Noon meal formation at the US Naval Academy.

Plebe Summer, at the Naval Academy, is about sacrifice. It's about learning how to deal with failure as a team. Even though I knew it was a training environment, it didn't make it any less stressful. We were constantly tested on more knowledge than anyone could learn. That was the point – learning how to deal with failure while being part of a team. Sometimes... many times... that meant sacrificing your comfort, enjoyment, or pleasure in order to help someone else suffering worse than you. As Plebes, we were all in it together.

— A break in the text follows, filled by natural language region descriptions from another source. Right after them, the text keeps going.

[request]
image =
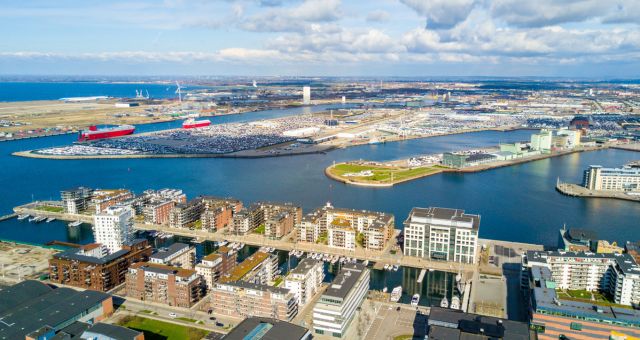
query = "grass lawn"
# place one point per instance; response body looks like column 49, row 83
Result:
column 158, row 330
column 50, row 208
column 382, row 174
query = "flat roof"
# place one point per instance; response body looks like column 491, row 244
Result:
column 345, row 280
column 37, row 304
column 275, row 330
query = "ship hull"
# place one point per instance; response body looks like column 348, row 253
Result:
column 105, row 134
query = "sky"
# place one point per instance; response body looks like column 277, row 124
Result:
column 547, row 38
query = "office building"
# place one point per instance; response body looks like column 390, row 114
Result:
column 267, row 329
column 216, row 265
column 306, row 95
column 164, row 284
column 76, row 200
column 259, row 268
column 347, row 228
column 335, row 309
column 185, row 215
column 626, row 179
column 28, row 306
column 441, row 234
column 450, row 324
column 91, row 267
column 177, row 255
column 305, row 280
column 242, row 299
column 103, row 199
column 113, row 227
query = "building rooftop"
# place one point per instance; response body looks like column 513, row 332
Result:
column 27, row 306
column 345, row 280
column 245, row 267
column 266, row 329
column 165, row 254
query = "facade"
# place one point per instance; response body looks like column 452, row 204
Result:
column 164, row 284
column 441, row 234
column 267, row 328
column 347, row 228
column 305, row 280
column 177, row 255
column 243, row 299
column 616, row 275
column 259, row 268
column 90, row 267
column 335, row 309
column 626, row 179
column 76, row 200
column 103, row 199
column 32, row 309
column 216, row 265
column 185, row 215
column 113, row 227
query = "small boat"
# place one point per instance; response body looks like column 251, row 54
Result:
column 396, row 294
column 415, row 299
column 455, row 302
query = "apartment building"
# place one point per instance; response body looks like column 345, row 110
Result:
column 76, row 200
column 92, row 267
column 244, row 299
column 305, row 280
column 185, row 215
column 177, row 255
column 335, row 309
column 103, row 199
column 113, row 227
column 215, row 265
column 164, row 284
column 259, row 268
column 626, row 179
column 259, row 213
column 347, row 228
column 617, row 275
column 441, row 234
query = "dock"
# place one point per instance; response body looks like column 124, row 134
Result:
column 423, row 272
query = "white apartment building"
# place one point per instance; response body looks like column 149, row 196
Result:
column 618, row 275
column 625, row 179
column 441, row 234
column 336, row 308
column 113, row 227
column 305, row 280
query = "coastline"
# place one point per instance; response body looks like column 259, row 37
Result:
column 473, row 169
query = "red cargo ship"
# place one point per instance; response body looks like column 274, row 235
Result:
column 94, row 133
column 191, row 123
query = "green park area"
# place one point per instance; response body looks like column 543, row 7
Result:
column 158, row 330
column 380, row 174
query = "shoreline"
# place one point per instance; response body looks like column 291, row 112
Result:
column 478, row 168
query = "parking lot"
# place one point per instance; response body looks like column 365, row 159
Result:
column 389, row 322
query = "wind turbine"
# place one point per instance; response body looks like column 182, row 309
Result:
column 179, row 92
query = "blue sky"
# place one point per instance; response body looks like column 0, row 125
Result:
column 586, row 38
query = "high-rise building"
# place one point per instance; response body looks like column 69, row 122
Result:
column 306, row 95
column 441, row 234
column 334, row 311
column 305, row 280
column 113, row 227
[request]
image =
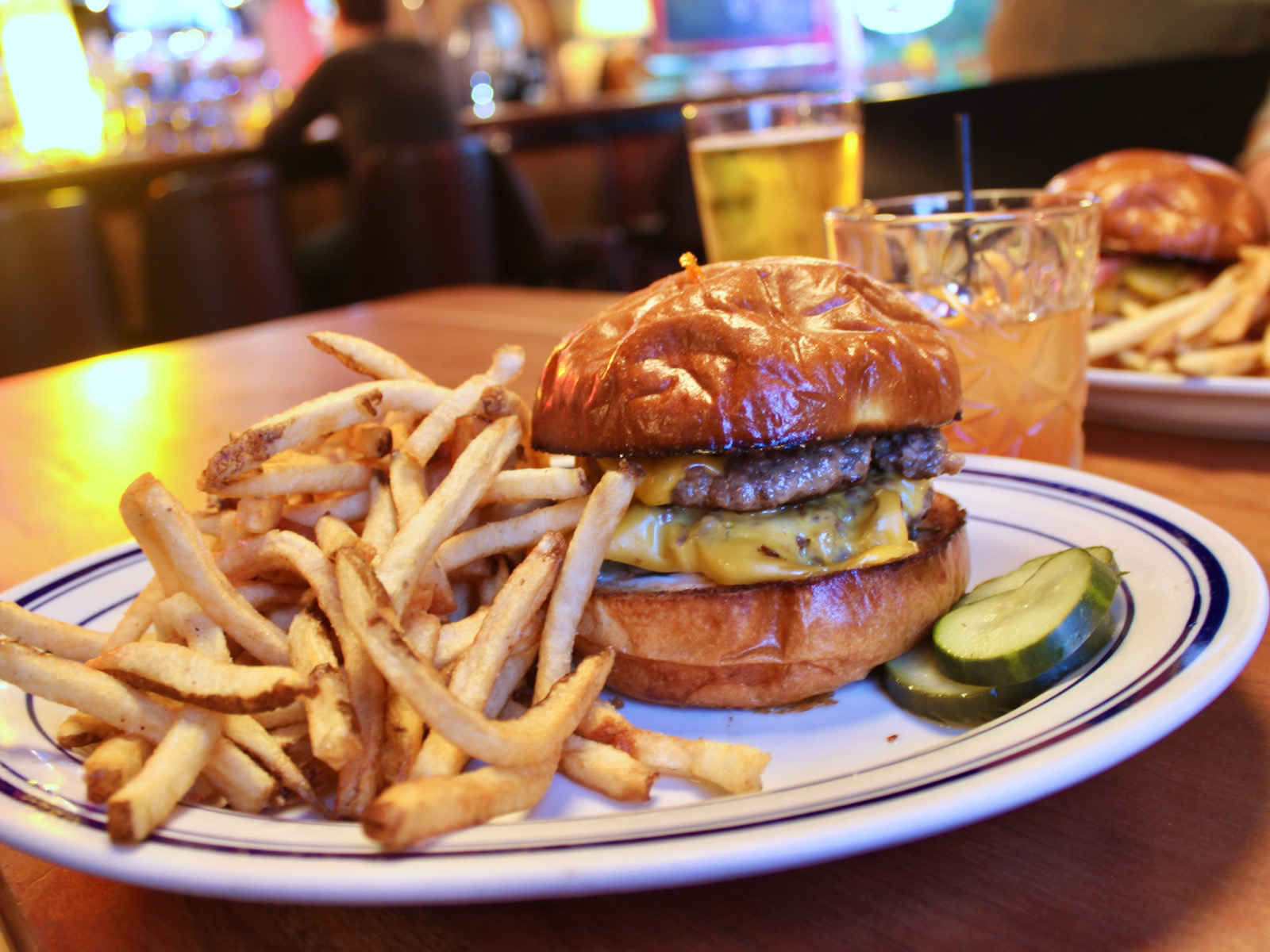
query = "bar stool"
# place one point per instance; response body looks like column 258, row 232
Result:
column 216, row 251
column 57, row 296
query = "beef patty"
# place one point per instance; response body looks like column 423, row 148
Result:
column 774, row 478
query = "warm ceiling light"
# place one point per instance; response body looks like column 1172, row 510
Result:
column 902, row 16
column 611, row 19
column 48, row 78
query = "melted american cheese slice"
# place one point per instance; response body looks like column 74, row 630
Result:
column 861, row 526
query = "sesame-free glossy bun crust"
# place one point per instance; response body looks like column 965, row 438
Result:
column 1168, row 203
column 775, row 352
column 778, row 643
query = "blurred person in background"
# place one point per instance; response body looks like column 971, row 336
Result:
column 384, row 90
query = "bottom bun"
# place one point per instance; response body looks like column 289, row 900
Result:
column 778, row 643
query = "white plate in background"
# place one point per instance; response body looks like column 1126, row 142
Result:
column 1229, row 408
column 855, row 776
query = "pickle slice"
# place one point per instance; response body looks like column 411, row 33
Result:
column 1018, row 635
column 914, row 682
column 1014, row 579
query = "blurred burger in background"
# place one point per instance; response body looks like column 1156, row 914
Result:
column 1185, row 271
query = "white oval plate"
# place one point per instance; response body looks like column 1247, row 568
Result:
column 845, row 778
column 1231, row 408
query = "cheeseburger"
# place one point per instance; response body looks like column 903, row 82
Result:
column 785, row 537
column 1170, row 222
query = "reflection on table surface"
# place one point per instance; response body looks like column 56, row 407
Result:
column 1168, row 850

We learned what it meant to have honor. We learned to never sacrifice others for our own well being, even when we thought we'd never get caught. This isn't something you do sometimes or most of the time, it's something you do all the time. It only takes one dishonorable act to forever taint your honor. We were taught a lot, at the Academy, even when it's okay to lie.


Squash Practice

The Naval Academy challenges all of us in three key areas: military discipline, academics, and sports (all Midshipmen are required to play a sport).

During Plebe Summer, I was playing squash. Every afternoon, we went to our sport. Our squash practice consisted only of Plebes, and an old, retired, Navy captain who was our coach.

One Plebe, who was struggling to learn his required knowledge, didn't practice squash; instead, he'd sit up against the wall of a squash court and study his handbook. I could tell, by looking at him, he was stressed out.

After a couple days in a row, the squash coach told him to put down his book and play squash, which he reluctantly did. The next day, he was back at studying instead of playing squash. The squash coach snapped at him to put down his book and practice.

"Put down your damn Reef Points, pick up a racquet and get on the court," said the coach to the overstressed Plebe.



The Plebe appealed to the coach, thinking that this gentle old man would understand his predicament since he had once been a Plebe in the 1950s.

"Sorry, sir, I'm very stressed out," said the Plebe as a group of us watched the exchange. 

The squash coach's patience had run out and he shot back, "Try spending six years in a POW camp and see how that stresses you out." Then he walked off.

Our eyes were as wide as saucers. This old squash coach had been a pilot, who was shot down in Vietnam, and spent six years as a POW. We scattered like roaches, onto the squash courts, and resumed playing squash. In that one sentence, we realized the indelible lesson that it can always be worse.